About 100,000 people visit the delta each year. Rural tourism activities (which is included in the Samsun tourism master plan 2024 to 2028) include walking, enjoying the landscape, photography, picnicking, cycling and watching wildlife. A 2019 study said that with over 50 km of beach ecotourism could be expanded. Botanical tourism has also been suggested. Most people questioned by the study associated the Kızılırmak Delta with wetlands, agriculture, being one of the largest deltas of Turkey, being Turkey's largest river, fertile lands, and fertile fields. More than 70% had not heard of the Ramsar site designation, and more than 70% thought wetlands are at risk of climate change.

=== Threats ===
The ecology of the delta is being damaged by eutrophication of some lakes due to fertilizer in water running off fields.

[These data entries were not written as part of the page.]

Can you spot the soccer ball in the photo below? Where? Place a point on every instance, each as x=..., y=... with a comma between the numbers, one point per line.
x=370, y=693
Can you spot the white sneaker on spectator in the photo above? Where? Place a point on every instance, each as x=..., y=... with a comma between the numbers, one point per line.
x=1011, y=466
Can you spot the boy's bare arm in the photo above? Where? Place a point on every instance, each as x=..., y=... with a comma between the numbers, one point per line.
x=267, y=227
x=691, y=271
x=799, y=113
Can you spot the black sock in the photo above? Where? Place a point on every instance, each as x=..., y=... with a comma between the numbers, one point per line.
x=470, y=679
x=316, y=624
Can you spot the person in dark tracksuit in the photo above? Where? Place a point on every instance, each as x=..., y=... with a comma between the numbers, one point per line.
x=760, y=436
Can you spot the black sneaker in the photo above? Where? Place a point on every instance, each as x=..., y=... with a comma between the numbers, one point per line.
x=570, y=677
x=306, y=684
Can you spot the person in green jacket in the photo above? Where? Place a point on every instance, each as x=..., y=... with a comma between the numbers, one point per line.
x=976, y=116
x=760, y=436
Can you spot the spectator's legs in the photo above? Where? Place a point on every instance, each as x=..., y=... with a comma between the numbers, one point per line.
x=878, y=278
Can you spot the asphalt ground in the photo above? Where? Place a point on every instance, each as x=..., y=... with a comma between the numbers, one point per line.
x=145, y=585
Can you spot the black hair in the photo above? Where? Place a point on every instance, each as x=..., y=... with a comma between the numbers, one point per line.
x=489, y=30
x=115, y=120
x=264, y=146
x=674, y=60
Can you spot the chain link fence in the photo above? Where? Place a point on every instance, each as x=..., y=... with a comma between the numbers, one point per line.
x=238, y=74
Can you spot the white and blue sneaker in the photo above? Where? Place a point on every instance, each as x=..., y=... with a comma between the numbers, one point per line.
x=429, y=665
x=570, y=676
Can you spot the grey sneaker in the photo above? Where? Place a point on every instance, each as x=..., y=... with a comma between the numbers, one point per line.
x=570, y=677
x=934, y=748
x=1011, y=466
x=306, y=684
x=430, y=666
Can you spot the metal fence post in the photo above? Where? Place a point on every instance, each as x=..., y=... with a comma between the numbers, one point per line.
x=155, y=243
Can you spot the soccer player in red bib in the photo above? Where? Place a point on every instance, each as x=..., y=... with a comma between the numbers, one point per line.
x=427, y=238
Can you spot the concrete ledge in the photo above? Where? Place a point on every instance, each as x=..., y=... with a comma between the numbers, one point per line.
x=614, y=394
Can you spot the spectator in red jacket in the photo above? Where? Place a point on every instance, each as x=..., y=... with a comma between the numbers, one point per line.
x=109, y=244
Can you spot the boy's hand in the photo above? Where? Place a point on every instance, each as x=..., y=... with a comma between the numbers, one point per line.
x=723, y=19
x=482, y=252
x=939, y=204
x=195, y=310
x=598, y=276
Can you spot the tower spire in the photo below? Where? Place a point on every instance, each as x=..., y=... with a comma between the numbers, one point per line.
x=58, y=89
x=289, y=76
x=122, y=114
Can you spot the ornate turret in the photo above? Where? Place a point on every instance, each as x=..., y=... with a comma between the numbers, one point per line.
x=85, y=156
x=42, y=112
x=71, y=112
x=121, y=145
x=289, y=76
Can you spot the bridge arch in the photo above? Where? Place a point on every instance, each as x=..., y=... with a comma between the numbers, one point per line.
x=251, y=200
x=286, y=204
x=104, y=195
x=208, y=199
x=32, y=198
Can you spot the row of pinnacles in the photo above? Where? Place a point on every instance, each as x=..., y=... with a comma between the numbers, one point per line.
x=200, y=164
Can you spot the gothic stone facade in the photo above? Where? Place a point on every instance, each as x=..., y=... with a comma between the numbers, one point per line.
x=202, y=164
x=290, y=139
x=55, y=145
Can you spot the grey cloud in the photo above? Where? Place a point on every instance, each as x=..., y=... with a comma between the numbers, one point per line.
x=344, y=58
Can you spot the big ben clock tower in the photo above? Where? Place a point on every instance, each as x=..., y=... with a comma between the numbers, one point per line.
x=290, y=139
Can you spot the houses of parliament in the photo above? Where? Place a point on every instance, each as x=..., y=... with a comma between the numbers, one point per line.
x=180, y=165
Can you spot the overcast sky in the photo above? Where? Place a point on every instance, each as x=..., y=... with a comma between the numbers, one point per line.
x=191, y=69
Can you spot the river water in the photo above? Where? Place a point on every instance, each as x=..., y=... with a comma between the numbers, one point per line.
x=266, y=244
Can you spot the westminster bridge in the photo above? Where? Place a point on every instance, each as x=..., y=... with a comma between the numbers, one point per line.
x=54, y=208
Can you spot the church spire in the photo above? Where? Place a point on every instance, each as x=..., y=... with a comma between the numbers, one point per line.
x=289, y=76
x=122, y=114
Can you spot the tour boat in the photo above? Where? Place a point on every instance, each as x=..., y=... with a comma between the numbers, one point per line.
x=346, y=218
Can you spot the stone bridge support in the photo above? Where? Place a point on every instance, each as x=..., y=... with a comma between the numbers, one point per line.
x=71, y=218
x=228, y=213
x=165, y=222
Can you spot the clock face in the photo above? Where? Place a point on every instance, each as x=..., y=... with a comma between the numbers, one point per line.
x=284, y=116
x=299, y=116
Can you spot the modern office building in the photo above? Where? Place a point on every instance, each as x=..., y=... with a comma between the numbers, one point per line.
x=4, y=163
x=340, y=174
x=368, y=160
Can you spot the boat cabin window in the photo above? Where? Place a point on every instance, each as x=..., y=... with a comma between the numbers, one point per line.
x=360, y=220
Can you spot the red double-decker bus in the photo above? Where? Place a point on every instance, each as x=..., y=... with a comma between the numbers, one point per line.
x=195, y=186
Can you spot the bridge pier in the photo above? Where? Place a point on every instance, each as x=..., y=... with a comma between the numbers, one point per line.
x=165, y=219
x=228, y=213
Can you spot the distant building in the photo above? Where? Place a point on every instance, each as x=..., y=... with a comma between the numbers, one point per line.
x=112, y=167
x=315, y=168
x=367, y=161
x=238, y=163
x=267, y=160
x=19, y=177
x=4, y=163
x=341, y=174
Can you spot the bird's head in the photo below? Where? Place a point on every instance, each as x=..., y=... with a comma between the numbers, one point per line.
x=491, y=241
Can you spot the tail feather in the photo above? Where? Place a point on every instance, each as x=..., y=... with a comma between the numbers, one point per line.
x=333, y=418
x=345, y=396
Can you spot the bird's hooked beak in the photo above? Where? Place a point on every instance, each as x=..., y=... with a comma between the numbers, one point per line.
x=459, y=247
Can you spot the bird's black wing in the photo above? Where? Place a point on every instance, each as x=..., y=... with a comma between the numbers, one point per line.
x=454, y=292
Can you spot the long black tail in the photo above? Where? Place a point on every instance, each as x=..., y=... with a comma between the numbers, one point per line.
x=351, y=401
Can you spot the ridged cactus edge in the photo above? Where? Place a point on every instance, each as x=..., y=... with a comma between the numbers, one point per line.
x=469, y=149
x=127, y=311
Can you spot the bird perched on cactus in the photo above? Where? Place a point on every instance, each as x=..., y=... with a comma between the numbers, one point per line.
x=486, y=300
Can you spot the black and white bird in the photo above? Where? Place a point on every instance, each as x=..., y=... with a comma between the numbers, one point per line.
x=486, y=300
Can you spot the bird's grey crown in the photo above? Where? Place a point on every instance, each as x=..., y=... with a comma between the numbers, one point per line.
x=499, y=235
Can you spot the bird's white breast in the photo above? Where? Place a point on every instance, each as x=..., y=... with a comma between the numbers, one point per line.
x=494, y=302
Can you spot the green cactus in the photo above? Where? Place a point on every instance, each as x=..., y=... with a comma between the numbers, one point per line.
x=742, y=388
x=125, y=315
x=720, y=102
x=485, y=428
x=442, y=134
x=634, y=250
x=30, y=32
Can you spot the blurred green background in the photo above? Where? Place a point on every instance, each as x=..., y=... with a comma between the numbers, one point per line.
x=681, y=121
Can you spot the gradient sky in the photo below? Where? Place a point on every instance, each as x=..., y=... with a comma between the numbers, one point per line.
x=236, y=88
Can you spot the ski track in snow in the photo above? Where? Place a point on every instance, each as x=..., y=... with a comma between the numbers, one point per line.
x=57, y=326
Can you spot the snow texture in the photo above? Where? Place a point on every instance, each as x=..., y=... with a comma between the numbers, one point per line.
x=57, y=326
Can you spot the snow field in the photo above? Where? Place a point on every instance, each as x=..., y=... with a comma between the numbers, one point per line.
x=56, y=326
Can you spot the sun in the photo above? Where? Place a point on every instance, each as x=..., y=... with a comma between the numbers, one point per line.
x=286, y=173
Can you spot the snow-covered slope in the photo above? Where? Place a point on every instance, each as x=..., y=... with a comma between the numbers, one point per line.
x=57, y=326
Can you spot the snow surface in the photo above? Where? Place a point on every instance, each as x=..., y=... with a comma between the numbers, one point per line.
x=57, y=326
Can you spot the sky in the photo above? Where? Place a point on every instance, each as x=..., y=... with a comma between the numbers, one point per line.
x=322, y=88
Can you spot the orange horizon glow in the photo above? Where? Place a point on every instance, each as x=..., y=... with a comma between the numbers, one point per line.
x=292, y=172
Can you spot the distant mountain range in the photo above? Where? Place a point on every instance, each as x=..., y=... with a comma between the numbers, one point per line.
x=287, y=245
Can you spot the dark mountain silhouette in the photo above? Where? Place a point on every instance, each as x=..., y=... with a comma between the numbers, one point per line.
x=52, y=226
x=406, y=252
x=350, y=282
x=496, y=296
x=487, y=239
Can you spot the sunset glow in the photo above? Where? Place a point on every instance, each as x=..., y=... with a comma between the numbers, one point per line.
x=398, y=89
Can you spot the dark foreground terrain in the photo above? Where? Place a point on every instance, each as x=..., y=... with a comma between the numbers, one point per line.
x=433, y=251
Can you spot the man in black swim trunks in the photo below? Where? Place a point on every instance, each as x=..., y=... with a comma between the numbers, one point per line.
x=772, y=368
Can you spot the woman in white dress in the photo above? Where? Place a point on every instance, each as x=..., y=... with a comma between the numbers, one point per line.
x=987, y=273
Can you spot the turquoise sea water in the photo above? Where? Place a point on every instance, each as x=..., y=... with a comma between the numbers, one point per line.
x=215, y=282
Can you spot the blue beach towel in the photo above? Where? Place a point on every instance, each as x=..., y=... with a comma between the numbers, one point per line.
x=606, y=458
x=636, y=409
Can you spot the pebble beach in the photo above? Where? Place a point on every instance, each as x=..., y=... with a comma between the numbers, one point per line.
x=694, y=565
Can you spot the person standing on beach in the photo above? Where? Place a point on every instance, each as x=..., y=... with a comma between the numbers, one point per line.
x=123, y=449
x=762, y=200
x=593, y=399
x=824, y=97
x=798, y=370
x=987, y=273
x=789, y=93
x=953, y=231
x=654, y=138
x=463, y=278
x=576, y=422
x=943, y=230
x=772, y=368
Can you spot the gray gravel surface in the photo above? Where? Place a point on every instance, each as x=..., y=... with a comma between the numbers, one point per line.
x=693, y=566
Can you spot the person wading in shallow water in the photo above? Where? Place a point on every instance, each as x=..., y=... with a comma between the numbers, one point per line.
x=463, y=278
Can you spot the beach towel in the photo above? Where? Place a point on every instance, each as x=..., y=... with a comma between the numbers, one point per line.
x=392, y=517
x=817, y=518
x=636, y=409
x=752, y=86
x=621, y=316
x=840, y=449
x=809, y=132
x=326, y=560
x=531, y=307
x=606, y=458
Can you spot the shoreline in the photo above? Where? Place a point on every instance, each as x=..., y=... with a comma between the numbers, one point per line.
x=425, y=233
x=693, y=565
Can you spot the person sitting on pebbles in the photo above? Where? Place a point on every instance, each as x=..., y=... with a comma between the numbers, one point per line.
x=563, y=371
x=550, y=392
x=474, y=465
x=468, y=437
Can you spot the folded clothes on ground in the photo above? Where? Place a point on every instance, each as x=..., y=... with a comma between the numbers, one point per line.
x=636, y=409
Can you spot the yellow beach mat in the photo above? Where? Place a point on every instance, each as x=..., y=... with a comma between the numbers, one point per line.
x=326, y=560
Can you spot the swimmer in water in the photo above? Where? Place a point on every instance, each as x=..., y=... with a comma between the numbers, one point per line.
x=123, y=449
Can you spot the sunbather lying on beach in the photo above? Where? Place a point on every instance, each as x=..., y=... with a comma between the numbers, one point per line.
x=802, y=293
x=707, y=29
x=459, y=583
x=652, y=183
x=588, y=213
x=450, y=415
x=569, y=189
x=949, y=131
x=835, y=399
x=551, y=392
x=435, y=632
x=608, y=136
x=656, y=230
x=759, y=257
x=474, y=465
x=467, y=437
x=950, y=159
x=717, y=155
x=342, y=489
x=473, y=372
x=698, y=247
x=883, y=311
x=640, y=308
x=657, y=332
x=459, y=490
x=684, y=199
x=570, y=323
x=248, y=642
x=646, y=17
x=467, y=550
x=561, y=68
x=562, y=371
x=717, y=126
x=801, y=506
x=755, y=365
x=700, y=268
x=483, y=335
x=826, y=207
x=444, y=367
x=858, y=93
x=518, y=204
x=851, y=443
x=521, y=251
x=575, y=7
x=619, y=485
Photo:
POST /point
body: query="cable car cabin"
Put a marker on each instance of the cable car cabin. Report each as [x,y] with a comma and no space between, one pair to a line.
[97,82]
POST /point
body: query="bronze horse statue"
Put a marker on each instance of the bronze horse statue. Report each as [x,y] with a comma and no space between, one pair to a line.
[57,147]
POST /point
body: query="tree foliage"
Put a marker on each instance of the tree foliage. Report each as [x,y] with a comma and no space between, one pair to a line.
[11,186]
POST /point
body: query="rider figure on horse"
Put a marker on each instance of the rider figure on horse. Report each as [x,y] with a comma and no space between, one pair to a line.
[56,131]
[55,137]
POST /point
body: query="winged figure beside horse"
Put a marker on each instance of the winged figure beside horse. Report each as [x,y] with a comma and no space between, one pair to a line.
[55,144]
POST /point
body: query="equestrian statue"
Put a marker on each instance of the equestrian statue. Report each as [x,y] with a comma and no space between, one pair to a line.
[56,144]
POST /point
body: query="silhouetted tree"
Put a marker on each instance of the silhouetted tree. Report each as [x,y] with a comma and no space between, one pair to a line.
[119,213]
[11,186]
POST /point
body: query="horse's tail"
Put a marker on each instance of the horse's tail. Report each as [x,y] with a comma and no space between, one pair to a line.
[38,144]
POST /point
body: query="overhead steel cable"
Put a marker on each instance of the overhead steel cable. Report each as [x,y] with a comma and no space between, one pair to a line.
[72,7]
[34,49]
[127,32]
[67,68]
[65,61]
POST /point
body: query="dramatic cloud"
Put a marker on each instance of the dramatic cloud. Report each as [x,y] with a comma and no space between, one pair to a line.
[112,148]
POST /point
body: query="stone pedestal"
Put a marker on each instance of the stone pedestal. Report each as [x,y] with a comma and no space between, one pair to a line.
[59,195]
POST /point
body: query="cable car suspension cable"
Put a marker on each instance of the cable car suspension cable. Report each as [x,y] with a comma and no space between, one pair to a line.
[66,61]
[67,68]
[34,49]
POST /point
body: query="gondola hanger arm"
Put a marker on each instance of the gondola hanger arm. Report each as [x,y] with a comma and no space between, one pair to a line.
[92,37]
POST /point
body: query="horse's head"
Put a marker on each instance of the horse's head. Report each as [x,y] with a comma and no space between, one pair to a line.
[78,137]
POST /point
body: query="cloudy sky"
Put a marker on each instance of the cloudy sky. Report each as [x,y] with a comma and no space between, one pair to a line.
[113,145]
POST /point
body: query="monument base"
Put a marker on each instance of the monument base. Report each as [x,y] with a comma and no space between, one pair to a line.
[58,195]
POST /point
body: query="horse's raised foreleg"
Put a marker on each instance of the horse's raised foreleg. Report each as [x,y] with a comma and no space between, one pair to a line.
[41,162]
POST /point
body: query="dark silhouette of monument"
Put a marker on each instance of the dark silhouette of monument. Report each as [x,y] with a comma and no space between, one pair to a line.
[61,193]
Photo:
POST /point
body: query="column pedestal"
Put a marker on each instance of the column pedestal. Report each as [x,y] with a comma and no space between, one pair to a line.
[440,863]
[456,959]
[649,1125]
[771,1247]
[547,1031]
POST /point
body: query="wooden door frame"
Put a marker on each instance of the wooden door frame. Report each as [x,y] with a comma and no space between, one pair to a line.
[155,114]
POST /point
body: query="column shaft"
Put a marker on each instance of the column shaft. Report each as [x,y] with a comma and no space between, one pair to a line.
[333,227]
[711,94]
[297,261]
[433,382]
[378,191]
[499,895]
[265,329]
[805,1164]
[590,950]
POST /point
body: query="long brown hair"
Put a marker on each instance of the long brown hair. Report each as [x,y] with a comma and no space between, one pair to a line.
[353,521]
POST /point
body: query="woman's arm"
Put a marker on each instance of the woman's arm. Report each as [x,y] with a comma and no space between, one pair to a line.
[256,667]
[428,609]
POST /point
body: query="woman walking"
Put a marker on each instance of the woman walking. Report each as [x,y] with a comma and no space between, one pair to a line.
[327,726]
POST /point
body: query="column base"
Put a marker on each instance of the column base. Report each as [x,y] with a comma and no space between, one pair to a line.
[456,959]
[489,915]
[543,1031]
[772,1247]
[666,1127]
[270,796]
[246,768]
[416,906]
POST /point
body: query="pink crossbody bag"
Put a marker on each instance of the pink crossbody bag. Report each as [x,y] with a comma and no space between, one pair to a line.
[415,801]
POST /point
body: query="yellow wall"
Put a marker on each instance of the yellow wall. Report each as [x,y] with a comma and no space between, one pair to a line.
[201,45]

A 2020 study found sewage in drainage channels. Calcium and magnesium levels in the groundwater exceed the limits set by the World Health Organization. Additionally, pumping of groundwater has caused seawater intrusion, which prompted academics in 2021 to call for such pumping to be stopped. Although prohibited in Ramsar sites, illegal sand extraction was still occurring as of 2015; construction of groynes only halted coastal erosion in some places. From 1984 to 2022, coastal retreat averaged seven meters per year partly due to sediment being caught in upstream dams, and this was expected to continue. In 2025, reeds were damaged by wildfires in Turkey. The river was channelized near its mouth in the 2010s, and some of the oxbow lakes from the former river bed are drying up. Lawsuits contesting agricultural use of some of this new land (which is now classified as "sensitive area to be strictly protected") continue as of 2024. Discharge from the Bafra Wastewater Treatment Plant is bad for the river. Fish migrating between sea and river have seriously decreased due to various human activities, such as pesticide water pollution.

Climate change has changed bird migrations: some birds (such as geese and swans) have become less common, while others (such as black storks) have begun wintering at the delta. Gendarmes are stationed to prevent illegal hunting. From the mid-1980s to the 2010s average temperature increased and average dry season water area decreased.